Getting a movie made is actually a lot harder than you might think — especially when you consider that most of them look like they’re made by a team of drunken monkeys that somehow got their hands on a high-speed camera and a boom mic.
With the advent of the Internet and video on demand, competition for your entertainment dollar is exponentially higher now than it was 20 years ago.
For a studio to risk millions of dollars to make a film, they would prefer it be based on something you are familiar with to increase the likelihood of you actually leaving your mother’s basement to shell out $12.50 for a ticket.
This is why most movies are sequels or based on international best-selling novels.
You can also adapt movies from television shows, but it can’t be anything recent because hundreds of cable channels have deeply fractured audiences, which means more people watched the Westminster Kennel Club Dog Show than watch “Mad Men.”
So if you want to base a movie on a TV show a whole lot of people are familiar with, your best bet is to harken back to a time when television was more homogenous — which is really no later than the 1980s.
All of this is a roundabout way of explaining how we got a movie version of “21 Jump Street,” a semi-serious television show about undercover police officers posing as high school students that are best known for launching the career of Johnny Depp.

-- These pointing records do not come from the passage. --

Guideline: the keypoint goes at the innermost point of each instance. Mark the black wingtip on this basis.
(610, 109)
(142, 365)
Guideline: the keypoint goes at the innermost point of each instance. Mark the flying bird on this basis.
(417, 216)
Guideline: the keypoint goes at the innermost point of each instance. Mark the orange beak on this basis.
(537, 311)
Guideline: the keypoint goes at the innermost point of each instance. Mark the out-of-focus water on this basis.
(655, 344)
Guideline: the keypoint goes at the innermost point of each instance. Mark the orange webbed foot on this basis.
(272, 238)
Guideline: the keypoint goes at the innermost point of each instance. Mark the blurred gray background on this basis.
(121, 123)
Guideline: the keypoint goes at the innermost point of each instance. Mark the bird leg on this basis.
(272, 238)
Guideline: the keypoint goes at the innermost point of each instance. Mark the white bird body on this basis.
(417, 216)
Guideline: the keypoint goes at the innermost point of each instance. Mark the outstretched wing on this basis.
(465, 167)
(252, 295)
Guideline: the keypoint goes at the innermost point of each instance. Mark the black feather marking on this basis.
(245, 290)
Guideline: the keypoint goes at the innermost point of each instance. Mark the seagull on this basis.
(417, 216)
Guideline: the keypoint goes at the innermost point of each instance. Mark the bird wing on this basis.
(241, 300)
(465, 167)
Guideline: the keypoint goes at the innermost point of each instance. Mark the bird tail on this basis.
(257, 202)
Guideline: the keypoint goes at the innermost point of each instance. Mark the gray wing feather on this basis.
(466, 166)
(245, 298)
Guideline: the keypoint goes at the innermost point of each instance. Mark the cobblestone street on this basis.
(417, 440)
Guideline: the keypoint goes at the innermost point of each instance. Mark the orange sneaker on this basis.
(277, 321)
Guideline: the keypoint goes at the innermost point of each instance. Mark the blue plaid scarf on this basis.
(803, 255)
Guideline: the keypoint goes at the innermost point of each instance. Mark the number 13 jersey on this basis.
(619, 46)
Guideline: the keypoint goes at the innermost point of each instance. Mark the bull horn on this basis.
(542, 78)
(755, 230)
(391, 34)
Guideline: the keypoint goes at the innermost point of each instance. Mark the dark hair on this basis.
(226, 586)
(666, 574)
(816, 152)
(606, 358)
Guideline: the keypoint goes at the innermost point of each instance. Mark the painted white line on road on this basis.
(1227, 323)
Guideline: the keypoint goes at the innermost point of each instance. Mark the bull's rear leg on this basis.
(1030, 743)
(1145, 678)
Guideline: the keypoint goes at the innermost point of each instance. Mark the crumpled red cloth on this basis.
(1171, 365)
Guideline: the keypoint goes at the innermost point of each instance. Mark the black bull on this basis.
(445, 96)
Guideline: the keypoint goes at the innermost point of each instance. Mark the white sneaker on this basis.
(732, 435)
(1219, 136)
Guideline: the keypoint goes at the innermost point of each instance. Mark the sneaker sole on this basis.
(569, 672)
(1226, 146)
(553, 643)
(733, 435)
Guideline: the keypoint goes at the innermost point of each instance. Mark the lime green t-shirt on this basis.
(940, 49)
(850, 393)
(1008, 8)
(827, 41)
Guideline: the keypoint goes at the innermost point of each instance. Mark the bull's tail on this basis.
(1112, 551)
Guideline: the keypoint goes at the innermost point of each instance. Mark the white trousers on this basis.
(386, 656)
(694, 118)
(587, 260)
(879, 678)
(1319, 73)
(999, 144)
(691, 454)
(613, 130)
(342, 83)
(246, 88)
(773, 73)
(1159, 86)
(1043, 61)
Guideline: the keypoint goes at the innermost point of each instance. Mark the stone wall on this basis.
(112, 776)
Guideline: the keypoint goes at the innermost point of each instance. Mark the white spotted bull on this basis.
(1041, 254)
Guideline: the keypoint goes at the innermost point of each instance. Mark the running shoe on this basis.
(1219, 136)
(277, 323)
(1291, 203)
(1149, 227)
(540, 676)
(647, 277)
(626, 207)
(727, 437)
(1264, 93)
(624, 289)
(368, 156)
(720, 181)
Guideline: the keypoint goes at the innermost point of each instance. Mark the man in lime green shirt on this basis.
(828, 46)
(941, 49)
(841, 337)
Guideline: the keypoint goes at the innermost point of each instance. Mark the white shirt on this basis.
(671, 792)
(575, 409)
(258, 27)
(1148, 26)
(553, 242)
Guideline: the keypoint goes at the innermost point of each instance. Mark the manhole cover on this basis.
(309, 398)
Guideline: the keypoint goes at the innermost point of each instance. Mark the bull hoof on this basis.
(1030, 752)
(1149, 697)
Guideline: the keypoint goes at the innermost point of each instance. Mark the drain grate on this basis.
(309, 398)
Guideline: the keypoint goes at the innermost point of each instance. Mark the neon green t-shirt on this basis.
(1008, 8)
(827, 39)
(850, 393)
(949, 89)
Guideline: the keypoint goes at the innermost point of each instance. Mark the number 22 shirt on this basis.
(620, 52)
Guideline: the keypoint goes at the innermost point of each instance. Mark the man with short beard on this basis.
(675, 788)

The movie has very little to do with the original show outside of the premise and in all likelihood just stole the name to encourage the studios to open up their wallets. While this all sounds dubious, I’m incredibly glad this titular larceny took place because “21 Jump Street” is one of the funniest and most outrageous comedies to come along since “The Hangover.”
Abandoning any and all pretense of seriousness, the movie is essentially about the unlikely friendship of Schmidt (Jonah Hill), a hapless nerd, and Jenko (Channing Tatum), a brainless jock, who join the police force and become partners.
The two are assigned to the Jump Street division where they are sent back to high school as undercover agents tasked with finding the supplier of a designer drug being sold by one of the students (Dave Franco, younger brother of actor James Franco).
The movie is very self-aware with lots of jokes skewering the conventions of action movies or the very idea of two men in their 20s successfully passing as high school students.
The tone is incredibly important in an action-comedy and screenwriter Michael Bacall (who also wrote the teen party comedy “Project X”) wisely puts Jenko’s and Schmidt’s relationship at the heart of the story, which helps keep the movie grounded even as the insanity whirls higher and higher.
Directors Phil Lord and Chris Miller, whose only other feature credit is the animated kid flick “Cloudy With a Chance of Meatballs,” keep the energy high while brilliantly getting the most out of each and every scene by packing the movie with hilarious supporting actors, most currently doing fine work on television.
The list includes Rob Riggle, Chris Parnell of “Saturday Night Live,” Ellie Kemper of “The Office,” Jake M. Johnson of “The New Girl” and Nick Offerman of “Parks and Recreation.”
There is also an exceptional cameo that rivals that of Bill Murray in “Zombieland.”
Ice Cube, not necessarily known for his comedy chops, might be the funniest person in the movie as the boys’ exasperated boss, Capt. Dickson. His rant about Korean Jesus is a nugget of pure comedy gold.
As for our leads, Hill being funny is no big surprise and he is very funny from beginning to end. The real revelation here is Tatum, who up till now has been best known for romantic melodramas and mindless action flicks.
Tatum displays not only a killer sense of comedic timing but his knack for physical comedy is impressive as well. Might we be witnessing another John C. Reilly-Esq career transformation?
“21 Jump Street” is as fresh and original a comedy you’ll ever find that is based on a totally stolen concept. If only all Hollywood rip-offs could be this good.
“21 Jump Street” is rated R for crude and sexual content, pervasive language, drug material, teen drinking, and some violence.